The program provides a backstop in which the government steps in to cover the bulk of losses after the first $200 million in damages from a terrorist attack, up from $100 million previously.
"As these levels are increased, the federal share is reduced," said Sen. Mike Crapo, R-Idaho.
The government's share of losses above $200 million would be gradually lowered from 85 percent to 80 percent.
The program was enacted in 2002 after the market for terrorism insurance collapsed in the wake of the 2001 terrorist attacks. It was originally designed to be a temporary program but the hoped-for revival of the private market for terrorism insurance has failed to flourish. The government has never paid out under the law.
Sen. Charles Schumer, D-N.Y., who fashioned the bill along with House Financial Services Committee Chairman Jeb Hensarling, R-Texas, said the program "has become essential to job creating construction projects across the country. With the renewal of (terrorism risk insurance), we can be assured that development projects can move forward."

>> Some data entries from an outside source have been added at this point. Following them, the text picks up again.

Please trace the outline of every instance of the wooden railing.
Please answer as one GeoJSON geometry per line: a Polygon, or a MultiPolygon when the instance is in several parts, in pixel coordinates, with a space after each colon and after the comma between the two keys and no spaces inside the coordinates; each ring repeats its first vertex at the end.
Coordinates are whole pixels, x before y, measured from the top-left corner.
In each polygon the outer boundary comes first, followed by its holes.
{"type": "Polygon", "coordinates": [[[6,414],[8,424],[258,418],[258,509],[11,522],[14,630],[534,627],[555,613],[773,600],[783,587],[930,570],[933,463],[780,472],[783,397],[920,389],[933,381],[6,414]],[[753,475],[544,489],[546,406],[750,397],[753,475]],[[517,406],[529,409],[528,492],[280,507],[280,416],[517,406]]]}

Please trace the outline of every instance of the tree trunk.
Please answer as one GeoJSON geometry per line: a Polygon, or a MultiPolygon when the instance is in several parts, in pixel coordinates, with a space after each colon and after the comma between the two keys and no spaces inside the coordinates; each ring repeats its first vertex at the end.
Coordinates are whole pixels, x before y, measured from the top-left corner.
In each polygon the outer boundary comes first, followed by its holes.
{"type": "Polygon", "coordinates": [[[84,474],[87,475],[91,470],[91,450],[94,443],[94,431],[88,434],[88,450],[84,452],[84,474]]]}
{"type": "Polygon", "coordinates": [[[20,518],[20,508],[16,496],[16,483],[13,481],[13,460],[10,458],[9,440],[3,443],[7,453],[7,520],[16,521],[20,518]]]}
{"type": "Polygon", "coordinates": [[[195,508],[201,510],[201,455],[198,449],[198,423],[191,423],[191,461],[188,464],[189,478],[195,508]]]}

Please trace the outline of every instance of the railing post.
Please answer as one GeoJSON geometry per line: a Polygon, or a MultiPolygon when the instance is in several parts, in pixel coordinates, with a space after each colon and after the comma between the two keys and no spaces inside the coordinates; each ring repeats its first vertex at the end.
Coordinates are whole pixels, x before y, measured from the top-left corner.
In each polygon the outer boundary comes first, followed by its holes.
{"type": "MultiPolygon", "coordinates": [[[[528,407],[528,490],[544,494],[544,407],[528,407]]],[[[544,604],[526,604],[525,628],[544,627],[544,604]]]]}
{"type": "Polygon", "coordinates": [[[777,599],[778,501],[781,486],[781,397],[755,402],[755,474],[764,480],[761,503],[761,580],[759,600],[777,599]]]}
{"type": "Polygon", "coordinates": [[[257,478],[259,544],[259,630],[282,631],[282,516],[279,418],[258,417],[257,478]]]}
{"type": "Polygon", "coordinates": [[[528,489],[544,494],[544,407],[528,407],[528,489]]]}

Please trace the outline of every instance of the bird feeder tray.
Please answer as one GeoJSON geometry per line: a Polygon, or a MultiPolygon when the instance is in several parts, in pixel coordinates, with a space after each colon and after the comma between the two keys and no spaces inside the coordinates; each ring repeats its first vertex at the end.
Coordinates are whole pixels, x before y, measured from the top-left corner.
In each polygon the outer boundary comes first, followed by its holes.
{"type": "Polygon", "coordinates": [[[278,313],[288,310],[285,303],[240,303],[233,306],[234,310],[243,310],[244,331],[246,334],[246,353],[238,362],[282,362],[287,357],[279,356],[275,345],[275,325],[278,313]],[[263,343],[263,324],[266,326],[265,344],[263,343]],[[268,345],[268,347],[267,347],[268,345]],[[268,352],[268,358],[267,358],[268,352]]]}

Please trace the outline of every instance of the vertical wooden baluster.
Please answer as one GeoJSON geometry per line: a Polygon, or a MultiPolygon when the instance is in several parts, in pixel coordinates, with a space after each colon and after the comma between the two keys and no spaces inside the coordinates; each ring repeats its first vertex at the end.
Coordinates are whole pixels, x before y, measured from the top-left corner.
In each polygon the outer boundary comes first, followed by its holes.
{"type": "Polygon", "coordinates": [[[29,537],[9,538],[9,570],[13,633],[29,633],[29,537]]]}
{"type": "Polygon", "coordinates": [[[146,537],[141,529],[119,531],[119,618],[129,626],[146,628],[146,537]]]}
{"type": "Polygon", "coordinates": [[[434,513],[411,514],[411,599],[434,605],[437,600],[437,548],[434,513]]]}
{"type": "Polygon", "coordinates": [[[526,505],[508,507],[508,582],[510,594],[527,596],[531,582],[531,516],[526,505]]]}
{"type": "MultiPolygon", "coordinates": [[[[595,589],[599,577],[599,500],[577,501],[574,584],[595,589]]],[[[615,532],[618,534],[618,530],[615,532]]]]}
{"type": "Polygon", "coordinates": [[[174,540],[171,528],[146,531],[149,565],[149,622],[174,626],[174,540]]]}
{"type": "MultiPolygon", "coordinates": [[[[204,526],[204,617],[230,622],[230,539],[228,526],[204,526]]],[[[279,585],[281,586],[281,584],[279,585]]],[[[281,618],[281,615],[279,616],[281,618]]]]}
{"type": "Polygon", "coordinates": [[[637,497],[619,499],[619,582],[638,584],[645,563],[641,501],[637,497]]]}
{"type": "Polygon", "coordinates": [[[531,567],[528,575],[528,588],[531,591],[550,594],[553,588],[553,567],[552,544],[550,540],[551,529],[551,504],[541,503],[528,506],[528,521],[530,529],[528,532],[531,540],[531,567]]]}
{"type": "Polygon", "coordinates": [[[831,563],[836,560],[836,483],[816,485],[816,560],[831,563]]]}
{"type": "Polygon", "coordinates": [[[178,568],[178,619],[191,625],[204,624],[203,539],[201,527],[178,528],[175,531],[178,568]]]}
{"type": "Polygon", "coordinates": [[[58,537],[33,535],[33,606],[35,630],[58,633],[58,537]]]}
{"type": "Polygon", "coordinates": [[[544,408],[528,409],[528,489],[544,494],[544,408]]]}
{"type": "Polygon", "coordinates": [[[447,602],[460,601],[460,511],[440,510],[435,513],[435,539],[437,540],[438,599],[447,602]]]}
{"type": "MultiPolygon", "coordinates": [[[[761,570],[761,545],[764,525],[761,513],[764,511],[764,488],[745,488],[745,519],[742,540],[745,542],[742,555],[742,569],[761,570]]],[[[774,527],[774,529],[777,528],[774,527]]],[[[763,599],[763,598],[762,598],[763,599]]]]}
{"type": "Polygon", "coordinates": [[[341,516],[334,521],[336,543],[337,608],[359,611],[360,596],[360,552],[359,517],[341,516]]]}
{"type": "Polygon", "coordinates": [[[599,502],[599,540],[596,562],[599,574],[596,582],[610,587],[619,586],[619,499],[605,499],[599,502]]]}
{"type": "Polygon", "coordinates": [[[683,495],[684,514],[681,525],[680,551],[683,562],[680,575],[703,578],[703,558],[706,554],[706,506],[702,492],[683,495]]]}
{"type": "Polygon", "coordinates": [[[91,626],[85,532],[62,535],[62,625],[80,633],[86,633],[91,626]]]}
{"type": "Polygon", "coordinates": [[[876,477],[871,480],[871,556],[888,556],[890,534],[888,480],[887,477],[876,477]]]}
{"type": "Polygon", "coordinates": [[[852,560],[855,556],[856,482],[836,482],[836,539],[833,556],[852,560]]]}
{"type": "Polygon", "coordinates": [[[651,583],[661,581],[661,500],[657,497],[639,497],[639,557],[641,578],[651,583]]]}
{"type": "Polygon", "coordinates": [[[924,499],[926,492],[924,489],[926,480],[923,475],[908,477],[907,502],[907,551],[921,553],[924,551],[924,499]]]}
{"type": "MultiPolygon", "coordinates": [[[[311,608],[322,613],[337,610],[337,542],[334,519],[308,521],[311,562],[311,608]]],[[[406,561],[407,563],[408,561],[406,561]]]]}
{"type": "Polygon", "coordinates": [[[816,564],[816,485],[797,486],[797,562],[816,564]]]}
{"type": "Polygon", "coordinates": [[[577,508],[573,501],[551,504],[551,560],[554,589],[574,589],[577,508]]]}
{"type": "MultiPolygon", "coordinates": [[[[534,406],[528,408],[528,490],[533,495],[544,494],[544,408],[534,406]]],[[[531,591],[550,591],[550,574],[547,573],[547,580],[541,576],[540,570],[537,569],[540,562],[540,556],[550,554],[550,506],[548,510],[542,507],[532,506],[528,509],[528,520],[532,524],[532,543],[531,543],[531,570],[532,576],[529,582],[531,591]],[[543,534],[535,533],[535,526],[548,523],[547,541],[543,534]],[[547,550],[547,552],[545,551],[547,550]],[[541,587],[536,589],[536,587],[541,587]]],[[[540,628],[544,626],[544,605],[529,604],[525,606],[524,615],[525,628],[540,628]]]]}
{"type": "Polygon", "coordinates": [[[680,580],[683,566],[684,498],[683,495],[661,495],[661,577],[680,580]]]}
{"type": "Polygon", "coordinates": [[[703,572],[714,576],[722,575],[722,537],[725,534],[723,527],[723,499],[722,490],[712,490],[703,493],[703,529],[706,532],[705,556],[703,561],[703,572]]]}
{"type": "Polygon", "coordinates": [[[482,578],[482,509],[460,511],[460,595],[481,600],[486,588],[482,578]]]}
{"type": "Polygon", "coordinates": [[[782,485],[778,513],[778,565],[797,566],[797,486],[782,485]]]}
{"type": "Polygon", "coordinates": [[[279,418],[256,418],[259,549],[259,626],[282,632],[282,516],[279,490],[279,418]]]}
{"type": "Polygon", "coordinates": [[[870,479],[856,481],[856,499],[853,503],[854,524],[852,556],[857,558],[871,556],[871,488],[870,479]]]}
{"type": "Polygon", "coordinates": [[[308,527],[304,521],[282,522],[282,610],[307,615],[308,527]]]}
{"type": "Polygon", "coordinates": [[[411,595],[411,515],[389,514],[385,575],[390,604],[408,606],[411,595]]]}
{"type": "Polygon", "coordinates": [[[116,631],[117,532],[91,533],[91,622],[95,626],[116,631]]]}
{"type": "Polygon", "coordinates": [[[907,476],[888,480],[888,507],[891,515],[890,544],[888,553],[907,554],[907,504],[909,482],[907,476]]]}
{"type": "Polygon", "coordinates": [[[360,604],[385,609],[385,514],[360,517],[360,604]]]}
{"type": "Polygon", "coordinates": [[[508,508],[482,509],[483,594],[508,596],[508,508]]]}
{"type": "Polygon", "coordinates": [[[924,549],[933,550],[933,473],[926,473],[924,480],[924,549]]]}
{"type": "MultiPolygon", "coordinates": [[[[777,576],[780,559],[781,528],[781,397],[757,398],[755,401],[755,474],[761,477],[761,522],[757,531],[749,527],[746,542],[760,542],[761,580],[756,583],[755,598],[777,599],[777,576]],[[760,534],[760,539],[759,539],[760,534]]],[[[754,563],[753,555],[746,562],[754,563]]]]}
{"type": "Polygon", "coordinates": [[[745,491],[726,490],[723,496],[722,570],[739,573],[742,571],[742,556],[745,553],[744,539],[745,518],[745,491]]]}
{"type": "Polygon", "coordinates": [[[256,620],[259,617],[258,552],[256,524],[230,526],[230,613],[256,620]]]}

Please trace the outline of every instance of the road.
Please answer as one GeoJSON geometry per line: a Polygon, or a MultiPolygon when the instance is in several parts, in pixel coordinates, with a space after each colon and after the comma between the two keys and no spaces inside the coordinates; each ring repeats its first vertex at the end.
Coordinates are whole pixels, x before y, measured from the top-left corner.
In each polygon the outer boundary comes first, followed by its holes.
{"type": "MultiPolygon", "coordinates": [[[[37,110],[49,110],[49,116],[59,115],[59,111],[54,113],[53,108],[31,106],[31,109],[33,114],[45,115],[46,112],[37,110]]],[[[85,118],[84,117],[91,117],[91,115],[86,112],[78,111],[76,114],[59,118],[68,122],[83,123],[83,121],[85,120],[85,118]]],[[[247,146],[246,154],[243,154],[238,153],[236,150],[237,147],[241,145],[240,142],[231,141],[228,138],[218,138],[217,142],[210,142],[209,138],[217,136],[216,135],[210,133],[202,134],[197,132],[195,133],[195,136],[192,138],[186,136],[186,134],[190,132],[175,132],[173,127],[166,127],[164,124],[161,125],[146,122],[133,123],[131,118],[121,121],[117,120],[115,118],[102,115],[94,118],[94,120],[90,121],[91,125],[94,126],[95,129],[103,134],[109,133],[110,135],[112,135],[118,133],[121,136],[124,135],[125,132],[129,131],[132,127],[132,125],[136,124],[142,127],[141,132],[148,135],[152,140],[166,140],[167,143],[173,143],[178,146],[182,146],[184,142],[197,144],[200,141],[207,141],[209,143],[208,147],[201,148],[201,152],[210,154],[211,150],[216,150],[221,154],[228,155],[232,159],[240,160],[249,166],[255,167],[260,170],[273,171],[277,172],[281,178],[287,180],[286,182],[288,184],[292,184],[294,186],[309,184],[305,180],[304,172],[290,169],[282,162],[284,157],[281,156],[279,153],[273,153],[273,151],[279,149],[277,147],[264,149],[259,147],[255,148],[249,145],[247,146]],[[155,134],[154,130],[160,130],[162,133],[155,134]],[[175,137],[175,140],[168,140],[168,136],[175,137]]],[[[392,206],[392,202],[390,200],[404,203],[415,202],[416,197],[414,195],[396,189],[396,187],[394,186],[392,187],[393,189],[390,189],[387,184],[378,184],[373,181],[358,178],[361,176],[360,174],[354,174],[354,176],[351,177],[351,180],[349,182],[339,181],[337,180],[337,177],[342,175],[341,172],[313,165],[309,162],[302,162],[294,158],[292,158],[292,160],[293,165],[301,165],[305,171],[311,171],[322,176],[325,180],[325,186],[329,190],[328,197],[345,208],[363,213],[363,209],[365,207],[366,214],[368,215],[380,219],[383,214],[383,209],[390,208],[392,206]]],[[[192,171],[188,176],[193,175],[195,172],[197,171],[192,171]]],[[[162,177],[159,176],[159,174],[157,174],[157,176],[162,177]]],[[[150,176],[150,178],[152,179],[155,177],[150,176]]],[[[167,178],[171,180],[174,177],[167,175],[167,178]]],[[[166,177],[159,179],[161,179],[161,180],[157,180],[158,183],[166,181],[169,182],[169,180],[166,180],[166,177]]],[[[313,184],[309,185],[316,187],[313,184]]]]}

Democrats opposed unrelated legislation that seeks to protect businesses that use financial instruments called derivatives to hedge risk from being subjected to costly margin requirements under Dodd-Frank regulations. Those businesses — including farmers and ranchers, airlines and manufacturers — are already protected under the terms of the law and follow-up regulations, but such "end users" of derivatives are concerned that they could get snared by future regulations.
An amendment by Elizabeth Warren, D-Mass., to strike the derivatives-related provision was voted down by a 66-31 vote. She said changes to the 2010 Dodd-Frank law that tightened financial regulations don't belong on must-do measure like the terrorism insurance bill.
"If we fail to challenge this cynical strategy now, it will only encourage Republicans to pull our financial regulations apart piece by piece," Warren said.